Writing in the New Statesman, political author Mehdi Hasan asks, “What has happened to members of the ‘Moral Majority’? You remember them, right? The conservative evangelicals who helped deliver victories for ‘born again’ Republicans Ronald Reagan and George W Bush and pushed for the impeachment of the philandering Democrat Bill Clinton? How come these ‘values voters’ seem to have lost all their, ahem, values?”
Hasan answers his own question with the title of his article: “Many white evangelicals stand by Trump because they are more white than evangelical.”
Is there any truth to this?
There’s no question that the Moral Majority made a major mistake by getting too closely hitched to the Republican Party. It would have been better to stand as an independent voice representing tens of millions of Americans.
And there’s no question that some evangelicals, like Jerry Falwell, Jr., referenced in Hasan’s article, have sanitized and almost beatified Donald Trump.
There’s also no question that polling by the Public Religion Research Institute seems to confirm Hasan’s assertion that there has been a shift in evangelical thinking. As he notes. “In 2011, fewer than one in three white evangelical Protestants said an elected official could behave ethically in their public life, if they had committed moral transgressions in their private life.Yet just five years later, in 2016, more than seven in ten white evangelical Protestants said a politician’s personal morality did not matter to them.”
And it’s certainly possible that the primary reason for this shift is Donald Trump, which is one of Hasan’s main assertions.

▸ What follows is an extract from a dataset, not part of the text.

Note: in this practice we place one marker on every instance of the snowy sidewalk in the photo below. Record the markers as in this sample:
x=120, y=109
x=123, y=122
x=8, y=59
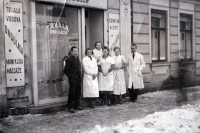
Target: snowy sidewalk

But Hasan has missed the boat in terms of why this shift has taken place. It’s not because our values don’t matter to us anymore. To the contrary, it is our values that motivated us to vote. And those values do not relate to being white. Far from it.
Rather, after 8 years of President Obama, we were willing to overlook many things that did matter to us because of the bigger picture involved. We saw our society being misshapen before our very eyes, and in our minds, electing Hillary Clinton (who, the last time I checked, was also white) would be a nail in the coffin.
So, although many of us had to swallow hard before voting for Donald Trump, we were willing to do so for the sake of our religious liberties, for the sake of the unborn, for the sake of our relationship with Israel, and for the sake of our national security.
Unfortunately, Hasan was misled by the leftist activist “evangelical” Jim Wallis, who told him that “black evangelicals, Hispanic evangelicals… did not vote for Donald Trump. White evangelicals did… because they were more white than evangelical.”
In point of fact, many black and Hispanic evangelicals did vote for Trump, despite the overwhelmingly Democratic leanings of blacks and Hispanics in general. And they did so because they, too, shared the concerns of white evangelicals. And those concerns were not based on whiteness.
The loss of religious liberties concerns people of all colors, while abortion targets black Americans at a much higher rate than white Americans.And now, with the Masterpiece Cakes case being heard by the Supreme Court, we are reminded of just how important the next appointee to the court will be (not to mention the appointment of Justice Gorsuch already).
And shall I say nothing of Trump’s bold and courageous move to recognize Jerusalem as the capital of Israel and do what previous presidents promised but did not deliver?
It’s true that many of us who voted for Trump continue to grimace at some of his words and actions. And if it turns out that he was guilty of sexual assault in the past, as some of his accusers allege, then he will have to face the music.
But, when it came to voting for Trump, the last thing on my mind – or the minds of serious evangelical voters I’ve interacted with – was whiteness.
It was values that moved us to vote for him, with concern and, for many, with reluctance. But in the end, moral values on a national level were more important to us than moral issues on a personal level. Plus, we were all too aware that God can sometimes use unlikely vessels to be agents of the greater good.
And we were all too glad to say goodbye to the identity politics of Obama and Hasan and Wallis.